Однажды вечером, когда проходила часовая гидрологическая станция и Федя в свете фонаря то и дело опускал за борт планктонную сеть, я вышел на палубу и, наклонившись над водой, заметил в её освещённом участке множество мельтешащих кальмаров. Всякий раз, как только Федина сеть плюхалась в воду, кальмары пугались и стремительно расплывались в разные стороны, чтобы через несколько секунд, привлечённые светом, вернуться назад. Несколько матросов не упустили такую соблазнительную возможность и уже вовсю ловили любопытных кальмаров на «джегера» или, как некоторые называли их, – кальмарницы – ярко-красные эллипсовидные пластмассовые цилиндрики около пяти сантиметров в длину, а на конце у них – по периметру – два ряда стальных острых крючков. Матросы бросали привязанные к толстой леске «джегера» в воду, кальмар хватал мнимую добычу своими щупальцами, и его тут же поднимали наверх, в этот момент брызги при сокращении его мантии разлетались во все стороны. С трудом отодрав кальмара от орудия лова, бросали на палубу, при этом он издавал странные звуки, напоминающие человеческое чихание, и выпускал тёмно-коричневую краску. К удачливым кальмароловам присоединился и наш бентосник Илья Архипенко – полный черноволосый, вечно улыбающийся парень. Он стоял, склонившись за борт, и, поблёскивая очками, внимательно вглядывался близорукими глазами в некое мелькание теней в освещённой воде и наугад бросал «джегер», но у него, видимо, из-за плохого зрения ничего не получалось. Тогда я притащил палку; мы привязали к ней леску с «джегером», и дело пошло веселее: за тридцать минут поймали восемь кальмаров, правда, трое из них в последний момент, видимо, догадавшись, что им грозит, разжали свои крепкие объятья и плюхнулись в родную водную стихию.
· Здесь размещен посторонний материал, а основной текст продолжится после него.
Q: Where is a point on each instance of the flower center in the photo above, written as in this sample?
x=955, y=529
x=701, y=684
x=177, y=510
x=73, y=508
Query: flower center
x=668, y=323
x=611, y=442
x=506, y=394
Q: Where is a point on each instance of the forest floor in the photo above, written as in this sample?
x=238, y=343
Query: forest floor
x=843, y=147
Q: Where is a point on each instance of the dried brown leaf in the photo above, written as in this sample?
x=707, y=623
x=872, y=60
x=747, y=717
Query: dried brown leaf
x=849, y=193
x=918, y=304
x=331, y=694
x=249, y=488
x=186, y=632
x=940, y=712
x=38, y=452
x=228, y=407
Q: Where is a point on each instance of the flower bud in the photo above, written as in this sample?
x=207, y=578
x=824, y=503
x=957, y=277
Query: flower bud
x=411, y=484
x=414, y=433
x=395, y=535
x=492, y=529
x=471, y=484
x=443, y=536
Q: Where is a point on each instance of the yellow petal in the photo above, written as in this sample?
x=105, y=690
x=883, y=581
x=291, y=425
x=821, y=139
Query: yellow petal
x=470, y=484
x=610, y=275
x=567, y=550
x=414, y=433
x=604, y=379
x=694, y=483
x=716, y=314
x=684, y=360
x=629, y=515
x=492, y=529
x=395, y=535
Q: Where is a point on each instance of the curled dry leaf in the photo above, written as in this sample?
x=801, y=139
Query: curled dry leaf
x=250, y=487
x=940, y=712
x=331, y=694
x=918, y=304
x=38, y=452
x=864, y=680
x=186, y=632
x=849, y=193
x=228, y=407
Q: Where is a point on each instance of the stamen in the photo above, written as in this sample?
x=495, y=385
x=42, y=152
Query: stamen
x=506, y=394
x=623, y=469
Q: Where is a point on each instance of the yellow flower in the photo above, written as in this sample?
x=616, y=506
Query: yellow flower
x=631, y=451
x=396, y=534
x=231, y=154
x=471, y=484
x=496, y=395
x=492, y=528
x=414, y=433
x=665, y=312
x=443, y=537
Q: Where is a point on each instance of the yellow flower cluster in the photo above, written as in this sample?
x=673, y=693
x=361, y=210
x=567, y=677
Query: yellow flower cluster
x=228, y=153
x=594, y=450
Когда начинаешь отдирать кальмара от «джегера», он так крепко обхватывает руку своими щупальцами, что на ней остаются красные пятна от присосок, и в то же время он пытается своим чёрным клювом вцепиться в твои пальцы. Не такое это простое дело – ловить кальмаров. Здесь тоже нужна определённая сноровка…
Станция закончилась, и наш улов составил пять этих головоногих моллюсков. В бентосной лаборатории Илья их тщательно измерил – в среднем около 50 сантиметров – и, определив их видовую принадлежность, отметил в своём журнале время и место их поимки.